5. Impact and effects

The damage, casualties and impact on communities of an explosion within an ammunition storage area can be devastating, and the economic costs of the subsequent EOD clearance can be far greater than the prior implementation of safer procedures, limited infrastructure development and stockpile disposal would have been.

It is also important to remember that there will inevitably have been a number of ‘near misses’, where an undesirable explosive event has been prevented or contained by the ammunition management or storage practices in place at the time.

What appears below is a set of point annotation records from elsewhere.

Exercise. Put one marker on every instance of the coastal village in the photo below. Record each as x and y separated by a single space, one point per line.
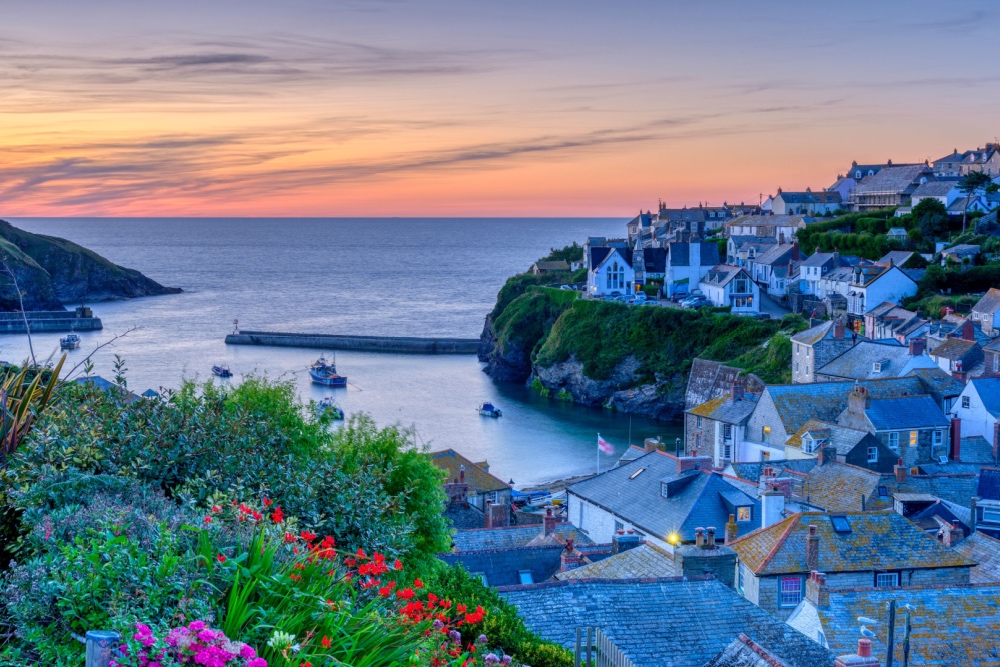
848 517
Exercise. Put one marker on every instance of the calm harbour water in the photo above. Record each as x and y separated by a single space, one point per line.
416 277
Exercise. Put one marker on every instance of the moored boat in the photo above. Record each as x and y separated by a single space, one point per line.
69 342
222 371
325 373
328 406
489 410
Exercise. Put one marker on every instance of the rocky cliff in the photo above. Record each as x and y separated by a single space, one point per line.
52 272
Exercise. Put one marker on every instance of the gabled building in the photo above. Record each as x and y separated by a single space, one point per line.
912 427
687 263
892 185
816 346
611 271
662 498
951 625
853 550
731 286
987 312
716 427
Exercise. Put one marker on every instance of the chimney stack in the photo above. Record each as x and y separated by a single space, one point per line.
864 657
732 530
570 557
816 589
900 471
956 439
812 549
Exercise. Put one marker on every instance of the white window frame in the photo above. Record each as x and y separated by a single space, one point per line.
791 595
886 579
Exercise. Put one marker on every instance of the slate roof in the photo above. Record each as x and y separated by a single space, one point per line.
907 412
953 349
512 537
651 621
858 362
990 303
646 561
843 439
479 480
502 567
954 626
989 393
989 484
680 253
985 551
745 652
877 541
638 499
798 403
725 409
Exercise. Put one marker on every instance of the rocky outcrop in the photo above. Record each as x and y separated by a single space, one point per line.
660 400
507 361
51 272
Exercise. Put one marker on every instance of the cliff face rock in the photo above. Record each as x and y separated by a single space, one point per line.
507 362
52 271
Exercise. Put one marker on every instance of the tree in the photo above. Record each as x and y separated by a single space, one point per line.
931 218
971 183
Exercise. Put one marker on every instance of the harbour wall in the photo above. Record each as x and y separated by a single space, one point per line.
360 343
41 321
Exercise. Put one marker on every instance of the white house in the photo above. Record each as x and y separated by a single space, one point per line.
687 263
731 286
978 406
611 271
867 291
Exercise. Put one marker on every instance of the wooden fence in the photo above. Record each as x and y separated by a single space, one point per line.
594 649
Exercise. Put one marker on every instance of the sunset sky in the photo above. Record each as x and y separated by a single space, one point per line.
519 107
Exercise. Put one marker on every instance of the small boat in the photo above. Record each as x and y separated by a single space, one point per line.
222 371
325 373
328 406
69 342
489 410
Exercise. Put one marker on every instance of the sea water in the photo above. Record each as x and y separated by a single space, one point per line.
385 276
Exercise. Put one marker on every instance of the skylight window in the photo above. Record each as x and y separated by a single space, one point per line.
840 524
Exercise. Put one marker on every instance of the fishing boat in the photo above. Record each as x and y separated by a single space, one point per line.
222 371
328 406
325 373
489 410
69 342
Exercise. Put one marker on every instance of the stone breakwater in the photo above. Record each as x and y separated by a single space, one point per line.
399 344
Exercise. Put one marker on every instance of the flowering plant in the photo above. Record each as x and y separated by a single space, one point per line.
194 644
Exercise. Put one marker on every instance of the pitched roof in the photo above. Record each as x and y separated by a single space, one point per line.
875 541
633 491
479 480
953 625
512 537
905 412
985 551
798 403
646 561
745 652
650 621
990 303
989 393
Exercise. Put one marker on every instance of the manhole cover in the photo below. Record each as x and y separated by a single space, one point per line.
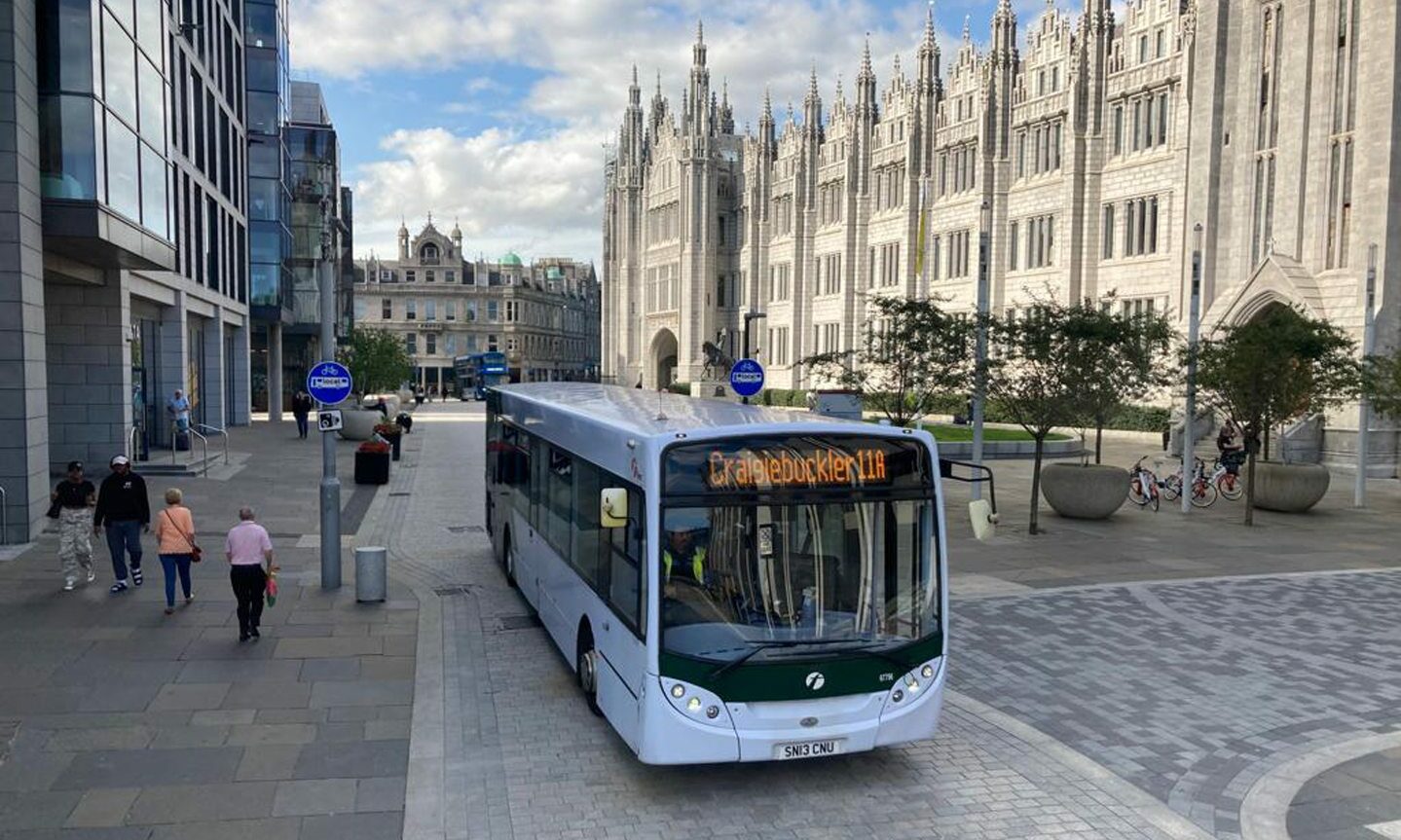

A major problem, however, is that during conflict, in post-conflict environments or during force restructuring as part of security sector reform, the specialist technical personnel that should be responsible for ammunition management may well have become casualties or left the armed forces; they are very difficult to replace without a comprehensive and effective training programme.

There are also economic costs in terms of the capital value of the stockpile itself; although this is really a factor for national consideration, the international donor community should be interested, as national finance for replacement stocks could potentially have been committed to social and economic development. For example, the ammunition explosion in Bharatpur, India on 28 April 2000 resulted in an estimated ammunition stock loss of US$ 90M. The explosion was as a result of a fire at the ammunition depot, which was exacerbated by excessive vegetation. The grass had not been cut for two years as a cost-saving measure!

6. Clearance principles

Safety during EOD clearance operations of ammunition storage areas after an explosive event shall be paramount and shall be based upon the principles of:

  1. appropriate threat assessment;7

  2. planning;

  3. good training and technical education;

  4. lessons identified from previous operational experience and competency standards;8

  5. appropriate and effective operating procedures;

  6. identification and use of appropriate equipment; and

  7. use of Personal Protective Equipment as the ‘last resort’ safety measure against explosive ordnance hazards.9

7. Clearance requirements

The future land use of the ammunition depot involved in the undesired explosion shall be a key factor in determining the exact EOD clearance requirements, and hence the allocation of necessary resources. Future land use should determine the level of clearance required; for example it would be inappropriate and wasteful in resources to clear the land to a depth of 2 metres if the land was going to be used for forestry. IMAS 09.10 states that:

Land shall be accepted as 'cleared' when the demining organisation has ensured the removal and/or destruction of all mine and UXO hazards from the specified area to the specified depth.

The specified area to be cleared shall be determined by a technical survey or from other reliable information which establishes the extent of the mine and UXO hazard area.

Note: The priorities for clearance shall be determined by the impact on the individual community balanced against national infrastructure priorities.

The specified depth of clearance shall be determined by a technical survey, or from other reliable information, which establishes the depth of the mine and UXO hazards and an assessment of the intended land use. In the absence of reliable information on the depth of the local UXO and mine hazard, a default depth for clearance shall be established by the national mine action authority. It should be based on the technical threat from mines and UXO in the country and should also take into consideration the future use to which the land is to be put.

Note: For buried mines and UXO this depth should normally not be less than 130mm below the original surface level; this figure is based on the effective detection depth of the majority of metal detectors. It may be refined by the national mine action authority dependent on the type of metal detector that they currently use based on the results of the International Pilot Project for Technology Co-operation Final Report on the Evaluation of Commercial Off The Shelf Metal Detectors (EUR 19719 EN) (available from the EU JRC Ispra).

Therefore the clearance requirements should be strategically developed based on; 1) the threat; and 2) future land use. It is very likely that ‘surface clearance’ may be appropriate for the majority of the land within the danger area radius, whereas sub-surface clearance would be appropriate for the ‘crater’ areas of the individual storage site10 explosions. Once the clearance depth requirements have been formally established then the appropriate clearance methodology and technical equipment requirements may be established.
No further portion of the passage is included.